To: Laurie Taylor at Thinking Allowed, BBC Radio 4
Re: Racism and racial identity
Date: Monday 10 October 05

Dear Laurie,
 
The contribution on racism was what interested me most in last Wednesday’s broadcast, particularly the observation that much so-called “racism” isn’t racism at all (certainly not the way it is defined in any of my dictionaries), but a natural picking on some “personal” characteristic that happens to be determined by race (e.g. skin colour). I realised this when I read a newspaper report some time ago about “racism in the playground”. An Asian boy had called a white boy “fatty”, who responded by calling him a “Paki”, which was construed as a “racist” slur.

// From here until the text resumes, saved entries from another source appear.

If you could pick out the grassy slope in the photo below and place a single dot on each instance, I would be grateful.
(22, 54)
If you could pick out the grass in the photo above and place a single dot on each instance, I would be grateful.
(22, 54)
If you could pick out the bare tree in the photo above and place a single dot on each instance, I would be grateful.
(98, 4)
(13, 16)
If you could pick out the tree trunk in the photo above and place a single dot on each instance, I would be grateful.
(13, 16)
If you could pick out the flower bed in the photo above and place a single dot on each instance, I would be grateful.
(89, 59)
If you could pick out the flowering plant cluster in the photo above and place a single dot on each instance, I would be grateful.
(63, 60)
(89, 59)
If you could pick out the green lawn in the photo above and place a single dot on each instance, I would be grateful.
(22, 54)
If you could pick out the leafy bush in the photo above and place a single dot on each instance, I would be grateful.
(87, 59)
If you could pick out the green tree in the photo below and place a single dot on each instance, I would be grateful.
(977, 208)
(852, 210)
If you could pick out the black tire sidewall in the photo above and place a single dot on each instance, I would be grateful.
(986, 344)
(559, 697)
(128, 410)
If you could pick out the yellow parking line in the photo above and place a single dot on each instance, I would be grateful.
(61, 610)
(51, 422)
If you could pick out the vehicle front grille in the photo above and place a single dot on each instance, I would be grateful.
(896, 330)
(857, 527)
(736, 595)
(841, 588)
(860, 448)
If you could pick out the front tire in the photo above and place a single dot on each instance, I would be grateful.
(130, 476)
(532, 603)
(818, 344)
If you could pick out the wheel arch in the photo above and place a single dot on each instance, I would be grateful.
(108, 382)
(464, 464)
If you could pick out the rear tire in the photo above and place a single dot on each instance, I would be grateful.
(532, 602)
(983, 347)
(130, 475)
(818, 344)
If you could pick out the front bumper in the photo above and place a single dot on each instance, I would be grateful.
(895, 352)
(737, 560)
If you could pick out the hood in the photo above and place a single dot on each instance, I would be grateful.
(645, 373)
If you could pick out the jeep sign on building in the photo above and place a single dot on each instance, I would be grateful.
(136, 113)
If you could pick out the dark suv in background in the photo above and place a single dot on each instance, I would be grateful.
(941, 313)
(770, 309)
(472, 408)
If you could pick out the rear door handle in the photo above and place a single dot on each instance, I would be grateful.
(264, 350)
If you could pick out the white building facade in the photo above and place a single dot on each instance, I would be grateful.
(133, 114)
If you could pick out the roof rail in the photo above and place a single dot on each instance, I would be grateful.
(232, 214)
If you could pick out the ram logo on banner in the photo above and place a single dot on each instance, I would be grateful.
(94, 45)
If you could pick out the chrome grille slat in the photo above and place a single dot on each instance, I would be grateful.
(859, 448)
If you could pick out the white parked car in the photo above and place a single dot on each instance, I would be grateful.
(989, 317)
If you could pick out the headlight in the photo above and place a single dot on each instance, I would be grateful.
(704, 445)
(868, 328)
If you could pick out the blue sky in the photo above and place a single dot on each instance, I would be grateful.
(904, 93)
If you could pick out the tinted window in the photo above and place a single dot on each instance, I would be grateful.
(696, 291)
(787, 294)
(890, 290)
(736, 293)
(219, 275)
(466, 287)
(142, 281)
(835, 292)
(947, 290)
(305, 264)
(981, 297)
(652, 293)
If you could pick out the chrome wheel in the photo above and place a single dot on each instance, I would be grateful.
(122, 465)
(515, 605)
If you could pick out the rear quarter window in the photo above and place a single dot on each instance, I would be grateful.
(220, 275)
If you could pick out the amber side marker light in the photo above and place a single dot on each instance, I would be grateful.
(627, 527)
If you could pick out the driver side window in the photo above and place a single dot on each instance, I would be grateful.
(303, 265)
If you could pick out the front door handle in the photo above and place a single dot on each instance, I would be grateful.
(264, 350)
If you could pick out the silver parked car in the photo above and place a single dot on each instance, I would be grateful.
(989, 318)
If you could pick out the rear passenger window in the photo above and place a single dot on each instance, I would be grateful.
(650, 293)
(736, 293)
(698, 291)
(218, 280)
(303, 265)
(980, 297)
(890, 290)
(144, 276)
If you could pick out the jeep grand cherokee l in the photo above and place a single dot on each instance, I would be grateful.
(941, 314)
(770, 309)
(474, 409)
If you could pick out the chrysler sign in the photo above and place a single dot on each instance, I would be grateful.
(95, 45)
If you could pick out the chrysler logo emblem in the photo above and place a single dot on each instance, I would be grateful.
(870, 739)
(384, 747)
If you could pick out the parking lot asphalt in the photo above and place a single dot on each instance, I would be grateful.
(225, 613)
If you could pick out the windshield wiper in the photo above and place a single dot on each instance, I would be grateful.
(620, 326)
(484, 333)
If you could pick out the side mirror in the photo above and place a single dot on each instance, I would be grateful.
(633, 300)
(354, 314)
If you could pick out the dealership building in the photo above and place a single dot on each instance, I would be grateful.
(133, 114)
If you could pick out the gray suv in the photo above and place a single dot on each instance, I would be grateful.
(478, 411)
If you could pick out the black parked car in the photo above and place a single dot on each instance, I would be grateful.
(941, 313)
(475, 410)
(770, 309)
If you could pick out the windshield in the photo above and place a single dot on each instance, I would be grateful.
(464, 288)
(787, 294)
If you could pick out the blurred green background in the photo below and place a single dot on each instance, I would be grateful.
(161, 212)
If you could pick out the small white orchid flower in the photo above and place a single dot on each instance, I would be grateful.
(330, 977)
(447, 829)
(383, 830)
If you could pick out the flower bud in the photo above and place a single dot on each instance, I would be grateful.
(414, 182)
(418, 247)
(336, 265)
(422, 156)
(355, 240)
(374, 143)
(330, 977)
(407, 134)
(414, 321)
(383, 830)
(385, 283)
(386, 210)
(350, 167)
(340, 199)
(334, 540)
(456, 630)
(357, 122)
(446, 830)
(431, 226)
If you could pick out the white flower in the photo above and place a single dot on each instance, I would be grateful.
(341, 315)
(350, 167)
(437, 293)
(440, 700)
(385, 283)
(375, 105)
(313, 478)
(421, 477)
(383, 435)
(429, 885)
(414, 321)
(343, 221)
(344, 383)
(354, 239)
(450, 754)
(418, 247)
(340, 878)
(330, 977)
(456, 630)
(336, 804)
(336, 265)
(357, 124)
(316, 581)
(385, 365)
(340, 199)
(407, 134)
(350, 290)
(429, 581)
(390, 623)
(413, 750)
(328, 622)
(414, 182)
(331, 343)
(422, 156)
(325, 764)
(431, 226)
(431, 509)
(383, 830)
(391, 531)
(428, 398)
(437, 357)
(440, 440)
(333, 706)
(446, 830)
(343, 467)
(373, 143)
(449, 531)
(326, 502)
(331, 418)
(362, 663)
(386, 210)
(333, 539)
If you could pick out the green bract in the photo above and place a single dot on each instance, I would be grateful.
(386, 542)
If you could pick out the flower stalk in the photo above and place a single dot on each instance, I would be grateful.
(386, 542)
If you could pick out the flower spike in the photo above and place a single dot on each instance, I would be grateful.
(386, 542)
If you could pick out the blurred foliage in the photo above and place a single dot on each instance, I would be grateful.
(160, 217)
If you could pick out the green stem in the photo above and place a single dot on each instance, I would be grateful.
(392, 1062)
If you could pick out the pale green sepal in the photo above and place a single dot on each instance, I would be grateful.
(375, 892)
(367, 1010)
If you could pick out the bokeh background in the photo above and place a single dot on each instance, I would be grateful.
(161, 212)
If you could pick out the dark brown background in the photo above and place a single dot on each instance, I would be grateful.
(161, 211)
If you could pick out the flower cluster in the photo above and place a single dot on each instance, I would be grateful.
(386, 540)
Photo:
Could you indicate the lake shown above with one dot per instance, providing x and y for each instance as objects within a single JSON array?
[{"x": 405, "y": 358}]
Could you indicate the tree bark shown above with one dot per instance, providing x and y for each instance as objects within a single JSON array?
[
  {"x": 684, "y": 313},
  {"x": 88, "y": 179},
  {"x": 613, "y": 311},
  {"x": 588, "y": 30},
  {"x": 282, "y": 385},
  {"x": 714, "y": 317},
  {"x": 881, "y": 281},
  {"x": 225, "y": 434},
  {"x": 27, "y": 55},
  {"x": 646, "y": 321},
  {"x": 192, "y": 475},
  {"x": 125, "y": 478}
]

In fact, “Paki” was just the equivalent of “fatty”. They might just as easily have picked on each other’s noses or ears, or whatever.
 
It seems to me that the whole subject of racism needs extensive examination from anthropological, sociological and psychological perspectives. The meaning of the word has been completely changed from what is used to be, and it is applied very differently, depending on your particular race. It is perfectly understandable and acceptable for a black person, for example, to emphasis and cultivate his or her “black identity”, but if a white person were to do the same (i.e. emphasis and cultivate a sense of “white identity”), he would be considered “racist”, or at the very least, to have “racist” tendencies - which is the modern equivalent of being a heretic or a leper (seriously, there is scope here for at least a dozen sociology/anthropology/psychology PhDs).
 
There is a reason, of course: black people generally are not in positions of power that would result in their sense of black identity disadvantaging non-blacks; whites, on the other hand, are.
 
Race and immigration are intrinsically linked, because without mass immigration race would be what it was in the past: a principle national characteristic, which together with language, culture (including religion) and history, bind a people together; When I was a young boy, in the 1950’s, people of noticeably different race automatically qualified as foreigners from distant lands, and very different to English men and women.
 
The mass immigration of the past 50 years, it seems to me, has undermined one of the main pillars of national (and personal) identity. But we are not allowed to talk about it. In fact, we are not even supposed to think about it (thinking NOT allowed!); to do so would be, or could all too easily become, “racist”.
 
This is a very big, sensitive AND frightening subject (not least because of the insane and criminal misuse of the concepts of race and national identity by the Nazis, the shock of which entered deep into the European psyche, from which, I believe, we are still cowering), but it is also a vitally important one, which we go on denying and avoiding at our peril.
 
If ever there were a subject for Thinking Allowed, this, surely, is it.